Californium polyborate is a covalent compound with formula Cf[B_{6}O_{8}(OH)_{5}]. In this compound the californium is in a +3 oxidation state. This compound is the highest atomic number borate with a visible solid phase. Heavier elements than californium decay too fast to make macroscopic amounts of solid crystals.

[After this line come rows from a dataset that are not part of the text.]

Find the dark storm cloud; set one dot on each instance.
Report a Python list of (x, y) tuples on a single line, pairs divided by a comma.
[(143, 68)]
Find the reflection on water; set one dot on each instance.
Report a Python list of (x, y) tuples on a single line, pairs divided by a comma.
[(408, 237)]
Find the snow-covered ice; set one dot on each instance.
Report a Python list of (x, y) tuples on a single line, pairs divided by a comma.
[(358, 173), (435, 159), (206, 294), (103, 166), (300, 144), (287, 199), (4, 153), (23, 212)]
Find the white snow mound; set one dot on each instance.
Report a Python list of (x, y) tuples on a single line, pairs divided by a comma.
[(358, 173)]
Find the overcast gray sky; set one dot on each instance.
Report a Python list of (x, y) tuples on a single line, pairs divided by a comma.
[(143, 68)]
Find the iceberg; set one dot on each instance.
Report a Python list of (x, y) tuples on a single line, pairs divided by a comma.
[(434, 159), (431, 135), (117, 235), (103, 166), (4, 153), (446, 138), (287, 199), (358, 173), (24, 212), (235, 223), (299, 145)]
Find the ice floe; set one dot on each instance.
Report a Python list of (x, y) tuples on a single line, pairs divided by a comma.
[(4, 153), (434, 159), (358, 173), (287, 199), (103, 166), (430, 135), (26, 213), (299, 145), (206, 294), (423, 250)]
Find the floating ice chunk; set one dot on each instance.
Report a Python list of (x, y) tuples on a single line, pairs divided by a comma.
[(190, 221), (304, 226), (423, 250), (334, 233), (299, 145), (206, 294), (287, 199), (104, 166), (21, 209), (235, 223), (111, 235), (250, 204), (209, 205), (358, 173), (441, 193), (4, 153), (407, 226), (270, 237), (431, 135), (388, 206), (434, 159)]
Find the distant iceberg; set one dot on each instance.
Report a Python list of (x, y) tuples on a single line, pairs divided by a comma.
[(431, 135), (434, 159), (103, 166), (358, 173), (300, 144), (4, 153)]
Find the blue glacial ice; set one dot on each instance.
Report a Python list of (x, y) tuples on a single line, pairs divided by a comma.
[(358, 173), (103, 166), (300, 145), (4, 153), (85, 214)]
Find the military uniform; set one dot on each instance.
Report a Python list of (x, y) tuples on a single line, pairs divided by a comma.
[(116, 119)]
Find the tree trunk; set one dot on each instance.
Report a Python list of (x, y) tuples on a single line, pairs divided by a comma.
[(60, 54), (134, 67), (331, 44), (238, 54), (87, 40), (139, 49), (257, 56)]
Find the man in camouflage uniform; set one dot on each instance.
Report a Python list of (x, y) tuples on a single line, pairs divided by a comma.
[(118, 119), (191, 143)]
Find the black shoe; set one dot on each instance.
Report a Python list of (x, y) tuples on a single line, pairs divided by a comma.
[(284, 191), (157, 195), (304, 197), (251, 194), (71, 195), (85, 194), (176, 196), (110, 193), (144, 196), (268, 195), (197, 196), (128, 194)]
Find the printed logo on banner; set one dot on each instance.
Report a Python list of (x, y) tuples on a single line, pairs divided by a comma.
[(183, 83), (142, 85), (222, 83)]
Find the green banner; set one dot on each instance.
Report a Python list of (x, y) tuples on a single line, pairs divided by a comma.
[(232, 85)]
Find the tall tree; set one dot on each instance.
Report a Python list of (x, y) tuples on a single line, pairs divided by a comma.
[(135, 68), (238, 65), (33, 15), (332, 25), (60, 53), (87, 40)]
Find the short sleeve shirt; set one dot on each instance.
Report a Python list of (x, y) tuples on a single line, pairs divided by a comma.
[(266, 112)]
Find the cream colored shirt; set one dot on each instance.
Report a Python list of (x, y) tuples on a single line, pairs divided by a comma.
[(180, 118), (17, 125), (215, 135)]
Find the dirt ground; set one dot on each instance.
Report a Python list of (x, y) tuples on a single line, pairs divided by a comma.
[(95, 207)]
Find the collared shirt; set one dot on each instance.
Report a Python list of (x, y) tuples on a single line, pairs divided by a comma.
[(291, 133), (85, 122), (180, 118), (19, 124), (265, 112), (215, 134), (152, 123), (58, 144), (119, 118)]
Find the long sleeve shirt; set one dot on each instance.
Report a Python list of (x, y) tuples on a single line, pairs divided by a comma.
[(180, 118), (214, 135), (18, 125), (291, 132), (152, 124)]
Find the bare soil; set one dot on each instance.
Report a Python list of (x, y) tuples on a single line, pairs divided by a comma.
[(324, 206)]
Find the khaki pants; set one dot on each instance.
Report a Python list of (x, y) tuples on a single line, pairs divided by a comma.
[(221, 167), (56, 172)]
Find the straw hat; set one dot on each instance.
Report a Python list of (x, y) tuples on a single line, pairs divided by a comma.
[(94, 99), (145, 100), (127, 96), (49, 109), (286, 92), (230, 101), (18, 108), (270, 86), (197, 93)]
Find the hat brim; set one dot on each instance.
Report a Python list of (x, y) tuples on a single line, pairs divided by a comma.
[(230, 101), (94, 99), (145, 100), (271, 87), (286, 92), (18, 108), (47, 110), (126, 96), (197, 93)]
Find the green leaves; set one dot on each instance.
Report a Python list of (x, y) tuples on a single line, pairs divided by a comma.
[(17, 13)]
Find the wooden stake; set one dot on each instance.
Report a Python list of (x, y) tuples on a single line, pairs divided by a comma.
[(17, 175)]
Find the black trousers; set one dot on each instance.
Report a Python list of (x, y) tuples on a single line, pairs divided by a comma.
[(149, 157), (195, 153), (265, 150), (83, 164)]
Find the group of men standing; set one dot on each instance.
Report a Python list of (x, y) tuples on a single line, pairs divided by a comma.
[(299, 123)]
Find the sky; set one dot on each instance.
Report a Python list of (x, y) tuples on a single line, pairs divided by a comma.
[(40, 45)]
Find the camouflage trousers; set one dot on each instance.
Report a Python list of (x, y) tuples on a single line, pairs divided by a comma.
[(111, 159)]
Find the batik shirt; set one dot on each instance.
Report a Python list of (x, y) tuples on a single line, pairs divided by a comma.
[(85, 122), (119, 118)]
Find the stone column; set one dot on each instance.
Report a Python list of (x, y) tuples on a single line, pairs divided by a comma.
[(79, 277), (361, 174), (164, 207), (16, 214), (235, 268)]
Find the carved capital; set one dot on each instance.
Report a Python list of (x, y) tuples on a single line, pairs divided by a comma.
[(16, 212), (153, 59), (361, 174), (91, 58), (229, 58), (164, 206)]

Californium polyborate is unusual in that californium is covalently bound to the borate. Californium was expected to resemble lanthanide elements in being highly ionic. The polyborate anion is polarisable and flexible. The 5f, 6d, 7s, and 7p orbitals of californium are all involved on the bonding. Most valence electrons are in the 5f orbital, and a significant fraction (2/3) in the 6d orbital, and smaller fractions of one electron are in the 7s and 7p orbitals.

==Formation==
Californium(III) polyborate can be made by autoclaving a californium(III) chloride solution in water with excess boric acid for a week at 240°C. This is then cooled slowly to room temperature for another three days. Water dissolves excess boric acid to leave insoluble crystals of the borate.

==Properties==
The californium(III) polyborate solid undergoes a green fluorescence of 525 nm with ultraviolet light of wavelengths 365 or 420 nm. There is also an invisible near infrared fluorescence at 1020 nm induced by green light at 546 nm.

==Safety==
Californium polyborate is dangerous because of the radioactivity of californium and its decay daughter curium. Between them these elements emit α particles, gamma rays and neutrons.